Here is what happens in my version of the Copenhagen interpretation, where there is collapse, no consciousness, and detectors are modeled as classical objects. I believe this to be the standard version of the CI, as far as one can talk about a standard one. In any case, it is the one that can be deduced under certain assumptions as an approximate description of an open system that is part of a larger isolated quantum system modeling system + detector + environment.
My description of what happens for each single particle under the conditions of post #1 is a modification of
Demystifier's description, where detectors are not classical.

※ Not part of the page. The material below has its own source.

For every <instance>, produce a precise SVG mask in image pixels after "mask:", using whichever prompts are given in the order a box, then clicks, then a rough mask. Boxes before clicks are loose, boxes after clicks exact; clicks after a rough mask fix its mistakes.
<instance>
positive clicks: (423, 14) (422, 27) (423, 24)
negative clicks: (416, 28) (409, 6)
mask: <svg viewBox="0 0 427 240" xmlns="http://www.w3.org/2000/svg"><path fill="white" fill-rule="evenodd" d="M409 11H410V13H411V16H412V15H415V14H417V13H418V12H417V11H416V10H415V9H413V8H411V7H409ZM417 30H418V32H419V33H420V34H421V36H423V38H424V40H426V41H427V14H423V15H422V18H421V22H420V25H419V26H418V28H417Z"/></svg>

(a) At the moment of emission, the wave function of the particle is in a random pure state ##\psi##, uniformly drawn from the
Bloch sphere.
(b) At the filter the wave function of the absorbed particles ceases to exist. The particle passes with probability ##|\phi^*\psi|^2=\phi^*(\psi\psi^*)\phi## given by the Born rule, and then has the pure state ##\phi## defined by the filter. Averaged over many electrons, this probability averages to the probability specified in post #1, since the average of the ##\psi\psi^*## over the Bloch sphere is easily seen to be ##\rho##.
(c) At the measurement, what happens depends upon the particle type and how the particle was detected. In case of a photon, the particle disappears. For electrons, if the number of traces in a bubble chamber is counted, the particle continues to exist, and the spin state depends on details of the interaction with the ions. For electrons detected by a Geiger counter, the particle disappears as a quantum object and becomes part of the classical detector.